Once inside, you see a handful of tables and a dining ledge crammed into the maybe 400-square-foot space. The L-shaped counter in the back features sushi and Nicholas Nam on one side, falafel and Jane Nam on the other.
What shall it be? Sushi or falafel?
Well, read the competing nutritional analyses — framed and glass-covered posters — that dominate the walls. They both make their claims, though the falafel poster is a dry listing of calorie and protein counts, while the colorful sushi poster does a better sell job. "You will find sushi is the healthiest food in the world!" it promises. "Low in calories, high in nutrition & delicate in taste."
The Nams come from South Korea. They moved to the United States 10 years ago with their two young daughters and landed in New York, where they adopted English surnames. Nicholas got a job in his cousin's sushi bar and learned a marketable skill that he would take with him. They saved money and, after moving to Atlanta, had enough to buy their own restaurant. In early 2006, they purchased Falafel King from its previous owner, an Israeli. Why falafel? Did they have any experience with this Middle Eastern specialty. No ... not really. But they liked the restaurant's healthy focus as well as its steady stream of international students from Emory. The owner would teach Jane to make the falafel and have no problem with Nicholas carving out a space for sushi.
Nicholas Nam has his mini-counter well stocked with tuna, yellowtail, eel and even a few more challenging items like mackerel. Behind him, a hand-drawn chart dominates the wall, showing not only the various kinds of prepared sushi, but also the creatures it came from. With its fishes, crabs, eels and spiny sea urchins, this chart has the charming detail of a Richard Scarry children's book.
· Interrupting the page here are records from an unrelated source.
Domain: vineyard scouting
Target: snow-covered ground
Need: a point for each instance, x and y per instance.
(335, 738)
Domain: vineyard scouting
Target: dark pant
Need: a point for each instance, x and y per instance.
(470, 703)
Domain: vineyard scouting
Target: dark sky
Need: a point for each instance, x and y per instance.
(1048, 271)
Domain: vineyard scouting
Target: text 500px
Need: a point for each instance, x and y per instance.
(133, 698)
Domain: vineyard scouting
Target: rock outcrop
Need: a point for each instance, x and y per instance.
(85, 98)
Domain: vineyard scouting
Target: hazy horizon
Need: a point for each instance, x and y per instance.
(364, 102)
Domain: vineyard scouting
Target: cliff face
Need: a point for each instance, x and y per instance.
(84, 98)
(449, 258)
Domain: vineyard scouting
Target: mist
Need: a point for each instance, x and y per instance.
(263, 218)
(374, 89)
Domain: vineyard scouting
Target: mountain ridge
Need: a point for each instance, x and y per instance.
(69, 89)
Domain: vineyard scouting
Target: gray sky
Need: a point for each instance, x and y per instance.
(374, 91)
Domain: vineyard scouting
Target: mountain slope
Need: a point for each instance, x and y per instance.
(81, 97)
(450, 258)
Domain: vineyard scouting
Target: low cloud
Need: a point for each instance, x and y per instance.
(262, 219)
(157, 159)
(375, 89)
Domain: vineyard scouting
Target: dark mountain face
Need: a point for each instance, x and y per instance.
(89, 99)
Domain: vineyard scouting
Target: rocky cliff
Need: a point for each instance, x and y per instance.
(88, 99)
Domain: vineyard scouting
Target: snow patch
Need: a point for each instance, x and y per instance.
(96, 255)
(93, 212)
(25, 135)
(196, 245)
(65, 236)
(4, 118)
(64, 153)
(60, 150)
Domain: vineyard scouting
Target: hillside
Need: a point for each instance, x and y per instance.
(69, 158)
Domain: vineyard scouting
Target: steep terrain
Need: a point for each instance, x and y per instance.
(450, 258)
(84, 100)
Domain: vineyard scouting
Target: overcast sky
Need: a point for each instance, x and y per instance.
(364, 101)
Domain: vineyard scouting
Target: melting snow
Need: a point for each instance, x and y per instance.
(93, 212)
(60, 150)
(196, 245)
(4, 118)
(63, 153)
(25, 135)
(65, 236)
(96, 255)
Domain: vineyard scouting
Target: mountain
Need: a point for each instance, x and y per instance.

Still, that falafel looks good. Jane Nam rolls them in her palms and fries them in a wok set over a wide gas ring until they are as dark as mahogany. Beside the fryer is a huge tub of dried chickpeas that she reaches into every day to retrieve some to soak and grind, as she was taught.
Sure, she has subtly changed the recipe over they past few years. She adds more cilantro, jalapeño, parsley and garlic to her taste. She likes the finished product crunchy-crunchy on the outside, soft centered on the inside, and pungent.
Sushi or falafel: what's your pleasure?
The Nams wait patiently — he at his counter, she at hers — as customers look back and forth between the two side-by-side chalkboard menus.
Hmm. The basic falafel sandwich costs only $3.95, priced to fit just about any student's budget. But, then, an 8-piece California roll is the same price.
When the Nams first took over the shop, fewer than one in five customers went for sushi. Now, the divide is almost at parity. The restaurant is open for both lunch and dinner, and there's usually a wait for tables. The twin kitchens can be a little slower than, say, Wendy's because all the food is prepared to order. But that's what makes it satisfying.
Sushi or falafel, sushi or falafel?
Let's go with falafel. After a few minutes, Jane Nam calls us to retrieve two red plastic baskets holding our sandwiches. She has snipped the edge off a tender pita and carefully layered the ingredients — falafel balls, tahina sauce, iceberg lettuce, precision-diced cucumbers and tomatoes — inside. It is the "ship in a bottle" of sandwiches. For garnish: the small sliver of pita she had to cut away.
According to my teenage daughter, who is a regular, the sandwich is always precisely the same, and that is its appeal. The pita is always as soft as a pillow, and the falafel always crunchy enough to ring in your ears. The hot sauce sits in a squeeze bottle on the table, to be dabbed throughout the meal.
Students don't have much money to spend on their food but still expect quality. Jane and Nicholas Nam know this. They may dish out $4 meals, but they do so with consummate pride.
Falafel King: 1405 Oxford Road, 404-377-1716.